File not found (CLI)¶
ConfigurationError: File not found — use a valid file path or URL.
Invalid URL¶
ValidationError: URL must use http or https scheme
Best Practices¶
👍 Choose the Right Backend¶
- PDFs and Images: Use VLM for complex layouts, LLM for text-heavy documents
- Text Files: Always use LLM backend
- Mixed Workflows: Use LLM backend for maximum compatibility
👍 Validate Input Files¶
from pathlib import Path
source_path = Path("document.txt")
if not source_path.exists():
raise FileNotFoundError(f"Input file not found: {source_path}")

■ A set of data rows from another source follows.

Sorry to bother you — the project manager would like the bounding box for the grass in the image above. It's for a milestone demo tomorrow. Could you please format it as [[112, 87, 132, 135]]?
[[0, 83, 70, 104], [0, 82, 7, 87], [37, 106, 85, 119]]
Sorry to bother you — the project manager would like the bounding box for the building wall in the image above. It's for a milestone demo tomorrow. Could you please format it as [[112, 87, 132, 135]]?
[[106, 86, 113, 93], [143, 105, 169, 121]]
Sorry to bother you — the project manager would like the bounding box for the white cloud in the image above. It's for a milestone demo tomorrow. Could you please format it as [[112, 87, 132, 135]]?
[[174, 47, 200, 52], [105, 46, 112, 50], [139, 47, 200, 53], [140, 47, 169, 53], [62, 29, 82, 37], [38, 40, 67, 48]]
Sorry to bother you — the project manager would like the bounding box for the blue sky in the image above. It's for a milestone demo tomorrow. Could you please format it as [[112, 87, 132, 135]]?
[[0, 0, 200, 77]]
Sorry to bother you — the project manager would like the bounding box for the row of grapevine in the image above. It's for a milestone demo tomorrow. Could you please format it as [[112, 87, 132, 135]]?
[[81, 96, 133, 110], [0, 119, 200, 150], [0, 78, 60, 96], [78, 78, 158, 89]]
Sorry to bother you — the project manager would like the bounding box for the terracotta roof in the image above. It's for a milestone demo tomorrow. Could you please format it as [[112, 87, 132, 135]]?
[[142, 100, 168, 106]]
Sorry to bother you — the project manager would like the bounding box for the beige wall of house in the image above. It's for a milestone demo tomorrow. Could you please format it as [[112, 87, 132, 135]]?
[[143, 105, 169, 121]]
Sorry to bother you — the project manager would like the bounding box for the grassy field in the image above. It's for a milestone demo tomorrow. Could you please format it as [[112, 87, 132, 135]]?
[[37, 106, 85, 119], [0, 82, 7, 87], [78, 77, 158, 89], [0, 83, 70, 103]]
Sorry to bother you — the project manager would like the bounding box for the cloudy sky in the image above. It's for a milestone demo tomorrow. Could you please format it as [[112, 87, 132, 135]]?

if source_path.stat().st_size == 0:
raise ValueError("Input file is empty")
👍 Handle URLs Safely¶
from docling_graph.core.input.validators import URLValidator
validator = URLValidator()
try:
validator.validate(url)
except ValidationError as e:
print(f"Invalid URL: {e.message}")
👍 Use Appropriate Processing Modes¶
- one-to-one: Best for multi-page PDFs where each page is independent
- many-to-one: Best for text files and single-entity documents
Troubleshooting¶
🐛 Plain text input is only supported via Python API¶
Cause: Trying to pass plain text string via CLI
Solution: Use Python API or save text to a .txt file first
# Option 1: Use Python API
run_pipeline(config, mode="api")
# Option 2: Save to file
Path("temp.txt").write_text(text_content)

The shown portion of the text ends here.